Charles Stork set up an engineering works in Hengelo that transformed the economy of that small town in the eastern part of the Netherlands, and through its exports influenced developments in other European countries and further afield.

Supposedly his mind was set on a career in industry by a visit at the age of 13 to a steam-powered textile mill in Enschede. Soon afterwards, in 1835, he set up Weefgoederfabriek C T Stork, where he produced cloth on three looms. He found that competition in the manufacture of textiles was fierce, and on 13 May 1850 opened a forge and workshop for repairing machinery at Borne, near Hengelo. The company formally took the name of Gebr. Stork & Co in 1868. Initially the company prospered by tailoring its products specifically to Dutch needs. Pumps were manufactured for draining polders. Customers were able to chose from boilers that used wood or peat (turf) as well as coal.

In its export trade Gebr. Stork & Co specialised in supplying sugar processing equipment for Italy and the Belgian Congo amongst other countries. Plant was supplied for Jacob van Marken’s plant at Delft, and for many other food factories. The company displayed its products at the Paris World Exhibition in 1893.

Stork was strongly Protestant in religion. As an employer he was an enlightened paternalist, setting up a works council for employees, and providing them with pensions and insurance against accidents and diseases, a company newspaper, and leisure activities including drama, choral singing and gymnastics.
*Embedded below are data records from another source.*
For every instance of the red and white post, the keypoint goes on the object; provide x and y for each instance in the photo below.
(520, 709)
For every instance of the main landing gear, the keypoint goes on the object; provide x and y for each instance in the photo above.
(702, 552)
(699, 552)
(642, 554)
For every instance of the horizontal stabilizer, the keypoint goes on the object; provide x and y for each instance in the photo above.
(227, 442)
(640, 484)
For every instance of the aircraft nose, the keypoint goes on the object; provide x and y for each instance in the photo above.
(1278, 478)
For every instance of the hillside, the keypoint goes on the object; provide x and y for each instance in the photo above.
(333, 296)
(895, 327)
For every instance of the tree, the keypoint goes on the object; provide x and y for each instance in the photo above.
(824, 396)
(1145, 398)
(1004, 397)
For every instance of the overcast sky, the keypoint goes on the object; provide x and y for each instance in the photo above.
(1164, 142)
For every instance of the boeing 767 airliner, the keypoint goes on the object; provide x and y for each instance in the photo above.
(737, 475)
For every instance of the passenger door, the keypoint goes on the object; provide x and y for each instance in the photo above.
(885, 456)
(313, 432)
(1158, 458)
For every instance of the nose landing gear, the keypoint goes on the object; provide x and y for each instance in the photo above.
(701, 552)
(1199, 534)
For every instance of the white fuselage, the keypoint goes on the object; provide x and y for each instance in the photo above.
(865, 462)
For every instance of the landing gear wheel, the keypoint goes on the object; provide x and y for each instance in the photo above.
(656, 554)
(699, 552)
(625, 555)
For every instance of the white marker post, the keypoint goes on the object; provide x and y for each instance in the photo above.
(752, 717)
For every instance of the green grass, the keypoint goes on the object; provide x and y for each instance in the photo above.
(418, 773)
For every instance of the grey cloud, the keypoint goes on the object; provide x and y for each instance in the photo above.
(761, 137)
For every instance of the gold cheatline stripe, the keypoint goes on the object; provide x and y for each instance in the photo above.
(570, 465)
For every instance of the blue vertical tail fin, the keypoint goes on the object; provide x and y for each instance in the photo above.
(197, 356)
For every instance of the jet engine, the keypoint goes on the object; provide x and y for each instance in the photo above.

He retired in 1893, but family influence continued through his son, Dirk W Stork (1855-1928), and the company sold its thousandth steam engine in 1897. D W Stork set up the Association of Dutch Employers in 1898, had interests in banking, and in 1918 was involved in the establishment of the steel-making company, Kon Nederlandse Hoegovens en Stahlfabrieken. He was responsible for the building of Het Lansink, a garden village for workers at Hengelo, that was designed by the architect Karel Muller (1857-1942).

In 1954 the Stork company merged with Werkspoor, the Amsterdam engineering concern established in 1827 by Paul van Vlissingen, (1797-1876), and products of both companies are displayed in a museum at Oostenburg, Amsterdam.